Octave Favaro entra au séminaire des vocations tardives, à Morsang-sur-Orge (Seine-et-Oise, Essonne). Il y resta trois ans puis intégra le séminaire de la Mission de France, à Pontigny (Yonne) en 1960. Il fit des stages ouvriers dans des équipes de la Mission, à Saint-Michel à Marseille en 1961 et à Tergnier à Pâques 1963. Ordonné prêtre le 24 mai 1965, il fut nommé dans l’équipe sacerdotale de Saint-Michel à Marseille jusqu’à ce qu’il devienne prêtre et ouvrier à partir de novembre 1966. Octave Favaro faisait partie des 52 prêtres désignés pour travailler à plein temps à la suite des décisions prises à la fin du concile Vatican II et avait participé à la session de formation de Morsang-sur-Orge en 1966. Il travailla occasionnellement dans des silos à blé à La Joliette.
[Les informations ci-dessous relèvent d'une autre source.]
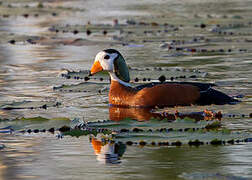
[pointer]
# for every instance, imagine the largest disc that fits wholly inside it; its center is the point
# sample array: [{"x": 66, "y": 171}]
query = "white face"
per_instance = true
[{"x": 106, "y": 60}]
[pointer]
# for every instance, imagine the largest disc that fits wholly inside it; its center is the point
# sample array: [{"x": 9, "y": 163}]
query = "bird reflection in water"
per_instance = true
[
  {"x": 145, "y": 114},
  {"x": 108, "y": 151}
]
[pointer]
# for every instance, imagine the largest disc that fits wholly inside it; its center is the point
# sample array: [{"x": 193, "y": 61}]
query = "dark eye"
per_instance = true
[{"x": 106, "y": 57}]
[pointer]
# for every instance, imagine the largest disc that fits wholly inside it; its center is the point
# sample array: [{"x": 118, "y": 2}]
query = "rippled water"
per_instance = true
[{"x": 30, "y": 72}]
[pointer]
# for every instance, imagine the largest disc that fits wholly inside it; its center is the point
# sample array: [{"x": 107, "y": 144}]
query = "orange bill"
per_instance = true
[{"x": 96, "y": 67}]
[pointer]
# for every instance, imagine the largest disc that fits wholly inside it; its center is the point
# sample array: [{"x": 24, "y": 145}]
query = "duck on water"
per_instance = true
[{"x": 152, "y": 94}]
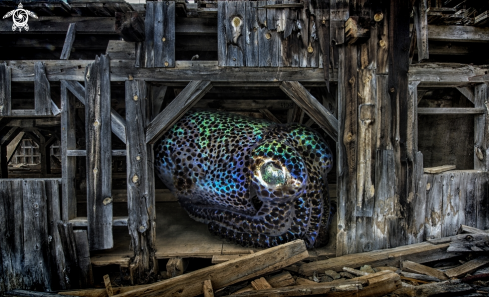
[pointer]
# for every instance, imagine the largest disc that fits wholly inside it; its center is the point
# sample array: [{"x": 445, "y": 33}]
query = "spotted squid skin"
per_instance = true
[{"x": 216, "y": 162}]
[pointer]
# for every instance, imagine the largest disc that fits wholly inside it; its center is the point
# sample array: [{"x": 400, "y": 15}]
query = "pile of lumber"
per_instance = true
[{"x": 451, "y": 265}]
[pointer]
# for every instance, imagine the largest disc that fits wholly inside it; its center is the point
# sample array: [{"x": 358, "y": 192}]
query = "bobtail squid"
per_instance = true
[{"x": 254, "y": 182}]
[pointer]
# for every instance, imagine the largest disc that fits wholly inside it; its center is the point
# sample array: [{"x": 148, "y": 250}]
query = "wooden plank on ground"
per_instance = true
[
  {"x": 228, "y": 273},
  {"x": 42, "y": 91},
  {"x": 467, "y": 267},
  {"x": 312, "y": 107},
  {"x": 423, "y": 269},
  {"x": 99, "y": 154},
  {"x": 5, "y": 90},
  {"x": 68, "y": 45},
  {"x": 439, "y": 169},
  {"x": 68, "y": 164},
  {"x": 176, "y": 109},
  {"x": 140, "y": 181},
  {"x": 420, "y": 253}
]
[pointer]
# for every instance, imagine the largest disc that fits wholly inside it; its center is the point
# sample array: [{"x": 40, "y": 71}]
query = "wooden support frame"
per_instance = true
[
  {"x": 99, "y": 154},
  {"x": 176, "y": 109},
  {"x": 312, "y": 107},
  {"x": 140, "y": 183}
]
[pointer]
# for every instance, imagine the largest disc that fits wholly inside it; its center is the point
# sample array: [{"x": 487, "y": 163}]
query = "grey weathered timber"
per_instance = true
[
  {"x": 42, "y": 91},
  {"x": 68, "y": 164},
  {"x": 83, "y": 153},
  {"x": 176, "y": 109},
  {"x": 458, "y": 33},
  {"x": 83, "y": 256},
  {"x": 450, "y": 110},
  {"x": 160, "y": 34},
  {"x": 430, "y": 74},
  {"x": 421, "y": 23},
  {"x": 312, "y": 107},
  {"x": 481, "y": 137},
  {"x": 117, "y": 123},
  {"x": 58, "y": 272},
  {"x": 68, "y": 45},
  {"x": 99, "y": 154},
  {"x": 5, "y": 90},
  {"x": 140, "y": 183},
  {"x": 36, "y": 256},
  {"x": 73, "y": 278},
  {"x": 231, "y": 33}
]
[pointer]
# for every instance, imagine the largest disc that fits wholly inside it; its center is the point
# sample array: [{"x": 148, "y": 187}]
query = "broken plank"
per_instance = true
[
  {"x": 439, "y": 169},
  {"x": 423, "y": 269},
  {"x": 467, "y": 267},
  {"x": 228, "y": 273},
  {"x": 68, "y": 45},
  {"x": 478, "y": 242},
  {"x": 176, "y": 109},
  {"x": 312, "y": 107},
  {"x": 419, "y": 252}
]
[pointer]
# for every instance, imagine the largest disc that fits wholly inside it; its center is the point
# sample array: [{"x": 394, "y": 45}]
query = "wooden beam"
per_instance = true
[
  {"x": 99, "y": 154},
  {"x": 117, "y": 123},
  {"x": 68, "y": 164},
  {"x": 458, "y": 33},
  {"x": 227, "y": 273},
  {"x": 5, "y": 90},
  {"x": 450, "y": 110},
  {"x": 312, "y": 107},
  {"x": 419, "y": 252},
  {"x": 68, "y": 45},
  {"x": 176, "y": 109},
  {"x": 140, "y": 183}
]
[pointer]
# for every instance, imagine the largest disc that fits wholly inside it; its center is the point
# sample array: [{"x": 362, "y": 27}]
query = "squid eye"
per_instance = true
[{"x": 272, "y": 174}]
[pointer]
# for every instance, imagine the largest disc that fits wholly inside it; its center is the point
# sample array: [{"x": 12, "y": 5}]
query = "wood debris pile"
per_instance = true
[{"x": 452, "y": 265}]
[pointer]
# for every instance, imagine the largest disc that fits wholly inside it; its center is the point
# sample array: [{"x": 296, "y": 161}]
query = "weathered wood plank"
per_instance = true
[
  {"x": 312, "y": 107},
  {"x": 439, "y": 169},
  {"x": 164, "y": 34},
  {"x": 68, "y": 45},
  {"x": 42, "y": 91},
  {"x": 140, "y": 183},
  {"x": 450, "y": 110},
  {"x": 99, "y": 154},
  {"x": 36, "y": 254},
  {"x": 228, "y": 273},
  {"x": 5, "y": 90},
  {"x": 419, "y": 252},
  {"x": 176, "y": 109},
  {"x": 68, "y": 164}
]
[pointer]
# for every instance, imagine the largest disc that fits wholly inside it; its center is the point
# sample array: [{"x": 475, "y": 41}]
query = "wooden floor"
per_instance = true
[{"x": 180, "y": 236}]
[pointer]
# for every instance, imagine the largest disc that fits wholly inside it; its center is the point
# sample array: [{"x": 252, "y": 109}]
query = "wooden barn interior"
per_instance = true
[{"x": 398, "y": 89}]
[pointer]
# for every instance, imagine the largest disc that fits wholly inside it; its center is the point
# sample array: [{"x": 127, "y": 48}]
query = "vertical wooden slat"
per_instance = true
[
  {"x": 68, "y": 164},
  {"x": 140, "y": 182},
  {"x": 421, "y": 23},
  {"x": 149, "y": 31},
  {"x": 251, "y": 34},
  {"x": 42, "y": 90},
  {"x": 5, "y": 90},
  {"x": 11, "y": 234},
  {"x": 164, "y": 34},
  {"x": 37, "y": 262},
  {"x": 54, "y": 215},
  {"x": 99, "y": 154}
]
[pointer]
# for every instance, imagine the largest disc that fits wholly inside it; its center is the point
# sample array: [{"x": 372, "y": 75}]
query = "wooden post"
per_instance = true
[
  {"x": 68, "y": 45},
  {"x": 5, "y": 90},
  {"x": 99, "y": 154},
  {"x": 42, "y": 92},
  {"x": 68, "y": 164},
  {"x": 140, "y": 183}
]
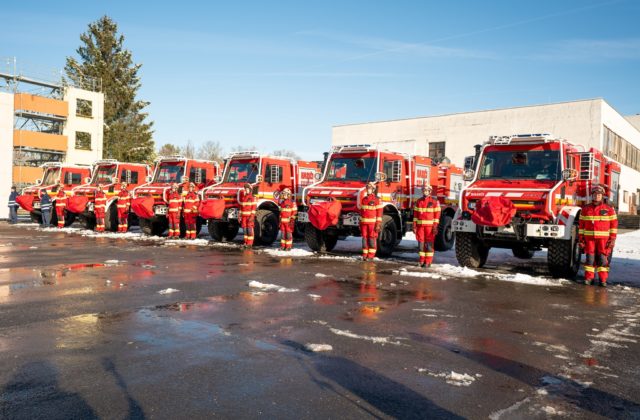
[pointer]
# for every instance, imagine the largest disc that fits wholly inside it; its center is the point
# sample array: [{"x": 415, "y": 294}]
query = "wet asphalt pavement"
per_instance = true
[{"x": 85, "y": 333}]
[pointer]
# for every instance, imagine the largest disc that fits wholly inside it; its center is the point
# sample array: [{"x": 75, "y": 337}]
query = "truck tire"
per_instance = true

A la suite de son licenciement, il devint en 1967 préparateur dans une usine d’encres (les établissements Lorilleux Lefranc). Il s’était syndiqué à la CFDT et assurait une permanence de conseil à l’Union locale des Crottes (Marseille-Nord). Encadré par la Mission ouvrière, Octave Favaro appartenait alors à l’équipe des prêtres au travail composée de Paul Doaré (Mission de France), des pradosiens Jean Lahondès et André Pinatel. Il se rapprocha ensuite de l’équipe sacerdotale de Saint-Louis, confiée à la Mission de France. Il habita dans un foyer de jeunes travailleurs au Cap Janet, où il offrait ses services d’écrivain public, jusqu’au moment où son entreprise lui octroya un logement social dans la cité de la Castellane. Octave Favaro fit alors équipe avec Roger Philippe, prêtre-ouvrier de la Mission de France, pendant cinq ans.
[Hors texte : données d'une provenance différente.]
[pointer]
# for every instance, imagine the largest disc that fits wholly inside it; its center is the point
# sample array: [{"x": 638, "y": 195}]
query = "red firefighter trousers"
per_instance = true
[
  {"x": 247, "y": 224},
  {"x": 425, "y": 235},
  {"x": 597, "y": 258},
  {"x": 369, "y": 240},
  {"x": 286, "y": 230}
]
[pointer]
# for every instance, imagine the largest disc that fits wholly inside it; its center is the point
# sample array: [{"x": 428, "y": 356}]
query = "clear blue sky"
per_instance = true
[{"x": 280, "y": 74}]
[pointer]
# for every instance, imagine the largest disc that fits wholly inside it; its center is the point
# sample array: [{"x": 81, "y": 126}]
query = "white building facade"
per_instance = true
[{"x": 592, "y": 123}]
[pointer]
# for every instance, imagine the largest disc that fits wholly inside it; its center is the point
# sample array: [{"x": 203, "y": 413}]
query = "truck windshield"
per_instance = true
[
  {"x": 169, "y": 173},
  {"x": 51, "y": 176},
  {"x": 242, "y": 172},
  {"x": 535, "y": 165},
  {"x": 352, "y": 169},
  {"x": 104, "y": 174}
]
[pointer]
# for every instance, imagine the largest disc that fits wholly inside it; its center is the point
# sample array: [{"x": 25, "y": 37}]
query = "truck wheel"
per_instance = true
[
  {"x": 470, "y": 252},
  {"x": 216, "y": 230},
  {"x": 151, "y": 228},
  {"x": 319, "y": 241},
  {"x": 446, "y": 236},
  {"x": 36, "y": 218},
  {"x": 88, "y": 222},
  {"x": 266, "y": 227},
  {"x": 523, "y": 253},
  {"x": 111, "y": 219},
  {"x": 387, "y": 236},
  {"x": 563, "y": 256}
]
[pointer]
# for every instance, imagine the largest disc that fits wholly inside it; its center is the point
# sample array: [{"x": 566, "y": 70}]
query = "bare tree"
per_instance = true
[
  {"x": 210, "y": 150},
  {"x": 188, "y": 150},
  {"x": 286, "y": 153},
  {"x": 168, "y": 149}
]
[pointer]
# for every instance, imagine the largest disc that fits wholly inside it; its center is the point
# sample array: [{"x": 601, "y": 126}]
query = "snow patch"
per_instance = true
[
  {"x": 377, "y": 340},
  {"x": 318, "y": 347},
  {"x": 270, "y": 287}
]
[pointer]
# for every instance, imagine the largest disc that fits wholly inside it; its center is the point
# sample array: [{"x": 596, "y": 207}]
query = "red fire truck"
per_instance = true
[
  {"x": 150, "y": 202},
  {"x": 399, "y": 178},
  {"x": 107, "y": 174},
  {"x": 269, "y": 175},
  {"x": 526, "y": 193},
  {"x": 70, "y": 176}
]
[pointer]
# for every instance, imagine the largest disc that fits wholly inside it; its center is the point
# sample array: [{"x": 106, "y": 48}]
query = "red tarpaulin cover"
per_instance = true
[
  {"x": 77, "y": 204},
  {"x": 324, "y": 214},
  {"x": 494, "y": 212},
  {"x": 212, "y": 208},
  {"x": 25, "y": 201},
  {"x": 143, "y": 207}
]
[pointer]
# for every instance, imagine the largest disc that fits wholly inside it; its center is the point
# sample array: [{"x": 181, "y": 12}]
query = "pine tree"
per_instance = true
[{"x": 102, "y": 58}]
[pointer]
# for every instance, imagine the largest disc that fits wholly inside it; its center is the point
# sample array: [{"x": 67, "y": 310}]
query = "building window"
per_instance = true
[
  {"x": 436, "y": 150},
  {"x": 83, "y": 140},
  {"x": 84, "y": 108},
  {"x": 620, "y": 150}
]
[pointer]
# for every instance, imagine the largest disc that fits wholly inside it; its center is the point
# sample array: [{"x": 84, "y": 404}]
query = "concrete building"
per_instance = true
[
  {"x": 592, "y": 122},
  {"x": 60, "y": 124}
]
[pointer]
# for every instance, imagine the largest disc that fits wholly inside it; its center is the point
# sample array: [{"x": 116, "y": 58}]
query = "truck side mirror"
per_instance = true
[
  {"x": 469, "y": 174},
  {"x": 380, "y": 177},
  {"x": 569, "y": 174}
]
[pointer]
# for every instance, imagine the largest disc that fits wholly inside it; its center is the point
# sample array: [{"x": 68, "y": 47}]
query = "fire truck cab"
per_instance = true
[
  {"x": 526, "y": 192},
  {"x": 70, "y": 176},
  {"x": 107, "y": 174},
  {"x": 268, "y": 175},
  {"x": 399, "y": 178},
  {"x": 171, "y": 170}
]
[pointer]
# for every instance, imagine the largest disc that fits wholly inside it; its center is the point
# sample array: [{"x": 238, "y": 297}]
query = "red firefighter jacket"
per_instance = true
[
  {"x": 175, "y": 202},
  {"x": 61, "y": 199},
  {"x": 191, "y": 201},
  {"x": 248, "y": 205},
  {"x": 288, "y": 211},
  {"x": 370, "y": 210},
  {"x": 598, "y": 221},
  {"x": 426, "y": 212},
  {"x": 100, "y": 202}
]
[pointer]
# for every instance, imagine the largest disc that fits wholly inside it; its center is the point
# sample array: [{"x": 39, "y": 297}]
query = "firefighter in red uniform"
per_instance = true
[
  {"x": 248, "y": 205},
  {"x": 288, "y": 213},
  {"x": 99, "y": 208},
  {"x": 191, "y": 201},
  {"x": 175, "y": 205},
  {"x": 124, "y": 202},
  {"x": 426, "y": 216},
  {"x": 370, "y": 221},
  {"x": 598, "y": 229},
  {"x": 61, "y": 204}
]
En préretraite en 1980 (il avait été licencié), Octave Favaro partagea son temps entre la quarantiane de compagnones de la communauté Emmaüs de Cabriès près d’Aix-en-Provence, la prison des Baumettes en tant que visiteur, les ASSEDIC où il siégeait dans une commission paritaire pour défendre les droits des chômeurs . Il accompagna aussi pendant quelques temps une équipe de l’’ACO . Domicilié à Gignac-la-Nerthe (Bouches-du-Rhône), dans une maison qu’il avait construite lui-même, il continue en 2009, malgré de graves soucis de santé, à se réunir avec son équipe de prêtres au travail dont les membres sont tous retraités.

Pour citer cet article :
https://maitron.fr/spip.php?article50330, notice FAVARO Octave [FAVARO Ottavio, Marino, dit] par Tangi Cavalin, Nathalie Viet-Depaule, version mise en ligne le 25 mai 2009, dernière modification le 22 juin 2009.
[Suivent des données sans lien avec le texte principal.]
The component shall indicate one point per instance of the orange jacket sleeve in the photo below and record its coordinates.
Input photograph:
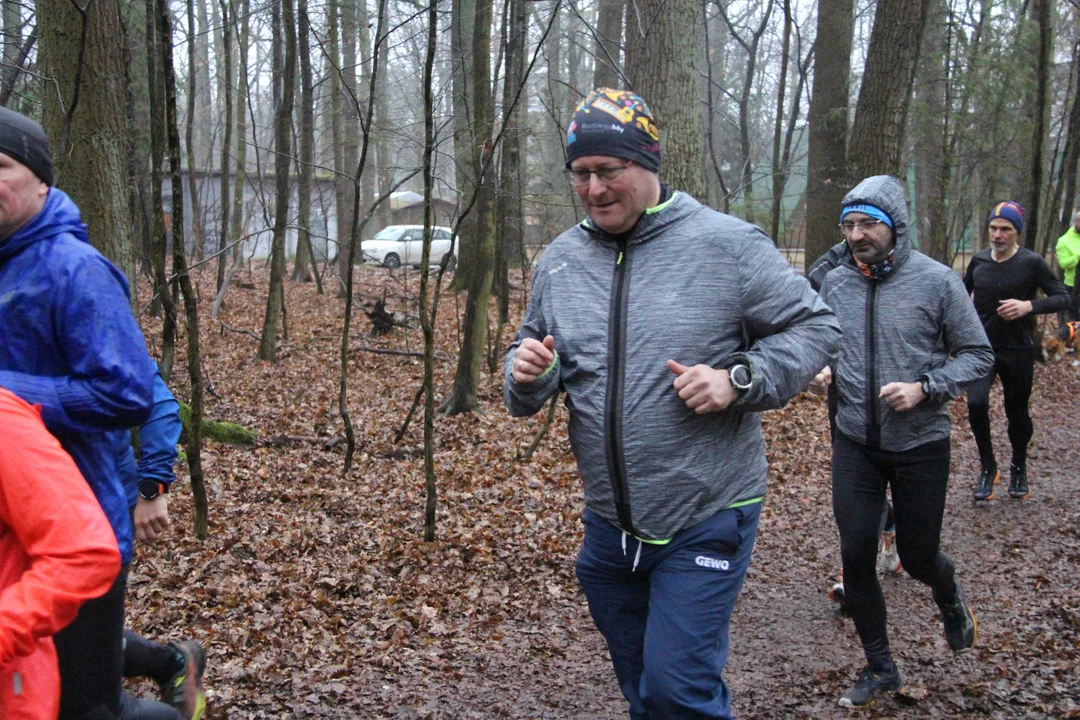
(56, 547)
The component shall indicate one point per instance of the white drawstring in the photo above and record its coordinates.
(637, 555)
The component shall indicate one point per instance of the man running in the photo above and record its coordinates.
(1003, 280)
(910, 342)
(665, 368)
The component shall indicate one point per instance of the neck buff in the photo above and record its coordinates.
(879, 269)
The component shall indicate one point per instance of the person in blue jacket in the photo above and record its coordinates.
(70, 344)
(177, 667)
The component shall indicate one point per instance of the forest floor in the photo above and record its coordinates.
(316, 597)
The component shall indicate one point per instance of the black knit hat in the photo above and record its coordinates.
(23, 139)
(616, 123)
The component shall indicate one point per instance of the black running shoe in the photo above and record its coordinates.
(184, 691)
(961, 628)
(837, 595)
(984, 486)
(872, 683)
(1017, 483)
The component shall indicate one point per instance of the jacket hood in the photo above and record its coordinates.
(652, 222)
(886, 192)
(58, 216)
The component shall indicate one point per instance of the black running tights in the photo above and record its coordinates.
(919, 480)
(1016, 370)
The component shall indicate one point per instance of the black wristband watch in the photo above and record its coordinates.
(150, 489)
(741, 377)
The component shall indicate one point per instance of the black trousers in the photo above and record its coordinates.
(918, 479)
(91, 656)
(1016, 370)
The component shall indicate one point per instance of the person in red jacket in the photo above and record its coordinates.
(56, 551)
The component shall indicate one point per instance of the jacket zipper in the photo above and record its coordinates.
(616, 382)
(873, 402)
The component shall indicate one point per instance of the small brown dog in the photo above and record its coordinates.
(1067, 336)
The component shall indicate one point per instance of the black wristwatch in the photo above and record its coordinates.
(150, 489)
(741, 377)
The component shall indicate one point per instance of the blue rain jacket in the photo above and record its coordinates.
(157, 439)
(70, 343)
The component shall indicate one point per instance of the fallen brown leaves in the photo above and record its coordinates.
(316, 598)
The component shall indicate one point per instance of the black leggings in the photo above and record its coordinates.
(1016, 370)
(919, 480)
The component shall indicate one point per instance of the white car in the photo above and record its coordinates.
(403, 244)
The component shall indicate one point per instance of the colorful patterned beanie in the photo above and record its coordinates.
(1009, 211)
(616, 123)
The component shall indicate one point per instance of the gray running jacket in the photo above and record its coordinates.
(915, 324)
(692, 285)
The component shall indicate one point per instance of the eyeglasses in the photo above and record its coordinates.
(581, 177)
(849, 227)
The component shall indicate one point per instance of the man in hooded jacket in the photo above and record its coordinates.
(71, 345)
(912, 341)
(670, 326)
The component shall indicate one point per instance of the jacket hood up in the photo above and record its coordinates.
(886, 192)
(59, 215)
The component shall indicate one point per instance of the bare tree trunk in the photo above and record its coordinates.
(225, 89)
(243, 34)
(750, 46)
(381, 130)
(826, 163)
(179, 267)
(463, 396)
(778, 170)
(192, 91)
(877, 134)
(342, 204)
(1071, 154)
(305, 256)
(509, 221)
(930, 131)
(158, 243)
(350, 116)
(663, 66)
(1040, 118)
(358, 175)
(427, 323)
(91, 160)
(283, 139)
(462, 14)
(608, 44)
(365, 95)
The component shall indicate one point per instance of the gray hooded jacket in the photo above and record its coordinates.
(915, 324)
(692, 285)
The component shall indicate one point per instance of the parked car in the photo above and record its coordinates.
(403, 244)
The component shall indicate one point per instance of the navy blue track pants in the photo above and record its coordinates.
(666, 621)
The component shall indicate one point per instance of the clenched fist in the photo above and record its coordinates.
(703, 389)
(531, 358)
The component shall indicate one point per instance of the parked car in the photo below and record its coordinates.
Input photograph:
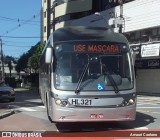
(6, 92)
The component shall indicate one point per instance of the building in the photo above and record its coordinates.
(141, 25)
(59, 13)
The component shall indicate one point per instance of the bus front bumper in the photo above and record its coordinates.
(63, 114)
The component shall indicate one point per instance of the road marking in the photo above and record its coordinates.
(42, 106)
(148, 107)
(27, 109)
(141, 128)
(147, 104)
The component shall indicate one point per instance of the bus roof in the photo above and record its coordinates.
(87, 33)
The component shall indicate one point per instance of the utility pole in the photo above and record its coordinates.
(117, 21)
(1, 59)
(121, 15)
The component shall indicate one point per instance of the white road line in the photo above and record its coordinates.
(41, 106)
(122, 139)
(141, 128)
(27, 109)
(148, 107)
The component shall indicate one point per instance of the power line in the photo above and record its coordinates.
(21, 24)
(16, 45)
(20, 36)
(15, 19)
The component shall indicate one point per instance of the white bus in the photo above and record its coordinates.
(87, 74)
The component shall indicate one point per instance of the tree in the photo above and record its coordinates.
(10, 68)
(30, 60)
(33, 61)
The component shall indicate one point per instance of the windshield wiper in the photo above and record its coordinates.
(113, 83)
(81, 78)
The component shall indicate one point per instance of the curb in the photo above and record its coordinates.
(6, 114)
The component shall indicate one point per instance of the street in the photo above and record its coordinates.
(30, 115)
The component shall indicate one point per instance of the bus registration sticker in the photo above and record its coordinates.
(100, 86)
(96, 116)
Par Tangi Cavalin, Nathalie Viet-Depaule

SOURCES : Arch. nationales du monde du travail à Roubaix, 5 K 1-9. — Arch. CFDT, 5H97, Bouches-du-Rhône, relations entre la confédération et les unions départementales, 1956-1957. — Arch. du Centre national de l’Église de France, 113 CE 63 et 65. — Arch. Emmanuel Deschamps, dossier rencontre ENPO 1967. — « Fils d’un peuple de migrants », portrait d’Albert Grimaux, Lettre d’information de la Mission de France, 10, 21 février 1990 ; 294, mars 2007. — Séverin Montarello, Et pourquoi pas moi, Marseille, 1994, p. 85-86. — Tangi Cavalin et Nathalie Viet-Depaule « Catholiques engagés à Marseille », in Bruno Duriez, Étienne Fouilloux, Denis Pelletier, Nathalie Viet-Depaule (dir.), Les catholiques dans la République (1905-2005), Les Éditions de l’Atelier, 2005, p. 301-312. — Achille Galli, Le battoir [autobiographie inédite, 1999], p. 76-77. — Entretien avec Octave Favaro, juin 2004. — Notes de Roger Philippe, le 27 février et 11 mars 2009.